In a heart-melting video that has taken the internet by storm, a baby's interaction with her father is capturing the world's attention. Beyond its undeniable cuteness, this video carries a profound lesson about early childhood development, as explained by a renowned expert in early years education.
The endearing video was shared by Dan Wuori, a senior director of early learning at The Hunt Institute, on X, formerly known as Twitter. The clip showcases a father cradling his infant daughter while mimicking her expressions and cooing sounds. This seemingly simple interaction, according to Wuori, plays a crucial role in "lighting up" a baby's brain. He refers to this phenomenon as "serve and return" – a term that might remind you of a tennis match.
Wuori elaborates on this concept, describing it as a dynamic exchange where adults and children engage in back-and-forth interactions, sharing conversational turns and expressive cues. In the video, for instance, the baby's "serve" is sticking her tongue out, and the father "returns" by replicating the expression while adding his own cues and vocalisations.
The significance of this interaction lies in the reinforcement of neural connections that are instrumental in fostering a baby's communication and social skills. Harvard University's Center on the Developing Child corroborates this idea, stating that "serve and return" interactions shape the foundation of brain architecture, contribute to relationship building, and their absence poses a serious threat to a child's development and well-being.
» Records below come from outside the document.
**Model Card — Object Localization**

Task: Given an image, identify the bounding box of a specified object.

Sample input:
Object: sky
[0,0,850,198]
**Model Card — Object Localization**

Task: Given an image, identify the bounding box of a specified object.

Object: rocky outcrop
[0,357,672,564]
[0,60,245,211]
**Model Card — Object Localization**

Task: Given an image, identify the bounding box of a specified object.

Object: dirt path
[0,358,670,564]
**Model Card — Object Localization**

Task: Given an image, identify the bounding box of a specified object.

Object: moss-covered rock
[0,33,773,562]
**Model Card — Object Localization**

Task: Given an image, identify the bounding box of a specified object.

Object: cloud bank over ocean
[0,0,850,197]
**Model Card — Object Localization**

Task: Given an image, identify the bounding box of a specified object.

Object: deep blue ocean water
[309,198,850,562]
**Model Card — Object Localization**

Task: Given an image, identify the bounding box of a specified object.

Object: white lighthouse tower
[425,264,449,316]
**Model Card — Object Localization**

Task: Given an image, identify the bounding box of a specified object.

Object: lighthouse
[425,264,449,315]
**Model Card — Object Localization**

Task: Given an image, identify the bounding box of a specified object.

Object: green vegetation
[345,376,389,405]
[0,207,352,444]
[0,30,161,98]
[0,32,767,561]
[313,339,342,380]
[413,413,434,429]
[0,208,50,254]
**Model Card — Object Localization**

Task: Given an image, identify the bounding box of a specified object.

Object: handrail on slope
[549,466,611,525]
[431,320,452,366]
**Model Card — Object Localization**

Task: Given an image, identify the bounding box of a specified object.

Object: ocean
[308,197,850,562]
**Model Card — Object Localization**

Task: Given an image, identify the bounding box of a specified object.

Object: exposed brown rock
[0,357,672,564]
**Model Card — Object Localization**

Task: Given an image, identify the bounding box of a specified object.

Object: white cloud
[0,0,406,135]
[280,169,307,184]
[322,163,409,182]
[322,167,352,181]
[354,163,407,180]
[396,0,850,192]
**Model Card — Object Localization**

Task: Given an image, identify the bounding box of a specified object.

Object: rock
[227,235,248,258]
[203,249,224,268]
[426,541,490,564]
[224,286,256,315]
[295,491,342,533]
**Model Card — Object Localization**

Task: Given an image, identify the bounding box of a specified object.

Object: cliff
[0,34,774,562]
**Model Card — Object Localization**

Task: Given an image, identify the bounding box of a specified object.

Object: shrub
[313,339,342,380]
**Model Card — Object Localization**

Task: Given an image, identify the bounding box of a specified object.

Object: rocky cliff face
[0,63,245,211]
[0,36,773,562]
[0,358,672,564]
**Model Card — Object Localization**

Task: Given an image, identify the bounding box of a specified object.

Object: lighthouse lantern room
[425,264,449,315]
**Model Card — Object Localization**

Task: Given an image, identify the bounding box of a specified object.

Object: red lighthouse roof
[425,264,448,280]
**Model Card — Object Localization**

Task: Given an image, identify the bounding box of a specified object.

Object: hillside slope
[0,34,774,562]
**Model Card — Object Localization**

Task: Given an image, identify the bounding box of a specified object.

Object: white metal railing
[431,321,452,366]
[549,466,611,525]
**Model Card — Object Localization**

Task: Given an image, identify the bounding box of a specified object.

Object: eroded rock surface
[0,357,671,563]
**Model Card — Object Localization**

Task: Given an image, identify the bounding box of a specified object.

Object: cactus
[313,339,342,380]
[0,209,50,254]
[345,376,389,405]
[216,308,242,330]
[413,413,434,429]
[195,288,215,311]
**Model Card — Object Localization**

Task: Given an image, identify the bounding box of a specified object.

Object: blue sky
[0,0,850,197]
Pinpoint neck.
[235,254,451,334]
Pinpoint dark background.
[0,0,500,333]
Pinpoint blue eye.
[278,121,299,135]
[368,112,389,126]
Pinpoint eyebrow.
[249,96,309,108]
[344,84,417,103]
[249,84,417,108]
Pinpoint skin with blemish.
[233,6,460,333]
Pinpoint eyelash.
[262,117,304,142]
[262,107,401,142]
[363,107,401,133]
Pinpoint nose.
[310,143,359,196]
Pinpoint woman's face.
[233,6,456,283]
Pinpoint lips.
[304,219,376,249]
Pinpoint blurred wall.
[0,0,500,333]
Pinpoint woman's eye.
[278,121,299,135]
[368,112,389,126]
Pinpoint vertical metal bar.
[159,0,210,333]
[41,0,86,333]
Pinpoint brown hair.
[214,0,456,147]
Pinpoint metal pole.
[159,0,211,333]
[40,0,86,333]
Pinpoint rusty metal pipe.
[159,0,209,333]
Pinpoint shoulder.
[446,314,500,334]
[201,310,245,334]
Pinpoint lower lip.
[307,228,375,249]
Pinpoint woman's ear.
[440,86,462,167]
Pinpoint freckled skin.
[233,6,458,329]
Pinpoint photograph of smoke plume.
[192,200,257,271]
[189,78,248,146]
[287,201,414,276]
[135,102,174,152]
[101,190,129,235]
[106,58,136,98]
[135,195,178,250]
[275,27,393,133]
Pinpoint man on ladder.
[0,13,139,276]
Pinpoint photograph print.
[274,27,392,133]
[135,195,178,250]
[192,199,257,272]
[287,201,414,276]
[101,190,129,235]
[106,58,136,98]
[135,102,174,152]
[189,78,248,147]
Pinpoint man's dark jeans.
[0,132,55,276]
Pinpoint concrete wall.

Wuori's message to parents is clear: prioritise face-to-face interaction with your baby and child, minimising screen time and distractions. It doesn't imply constant surveillance, but rather deliberate moments of genuine connection throughout the day.
Here are some examples of "serve and return" interactions you can engage in with your baby:
Smile when your baby smiles at you.
Imitate their sounds when they make them.
Explain what they're looking at when they show interest.
For toddlers and young children, Harvard experts suggest the following to nurture "serve and return" relationships:
Pay attention to what your child focuses on or points to.
Comfort them with gestures and words.
Help them with tasks and play alongside them.
Name objects and actions to enhance their language skills.
Take turns during playtime to teach them self-control and cooperation.
Dan Wuori's Tweet: "Want to light up your baby’s brain? Think 'serve and return.' 🎾" Much like a tennis match, serve and return entails back and forth interaction during which adult and child trade conversational (and other expressive) turns. This father/daughter duo provides a fantastic example. Only 8 weeks old, the baby “serves” by reaching out for her father’s attention - making eye contact, sticking out her tongue, and cooing. Her adoring and attentive dad, meanwhile, “returns” - mimicking and extending her cues and vocalizations. As the two participate in this mutual exchange, neural connections are strengthened that support the development of the baby’s communication and social skills. More than just your physical presence, your baby needs your undivided attention - so be mindful of screen time and other distractions and engage your little one face-to-face. The dividends will be huge.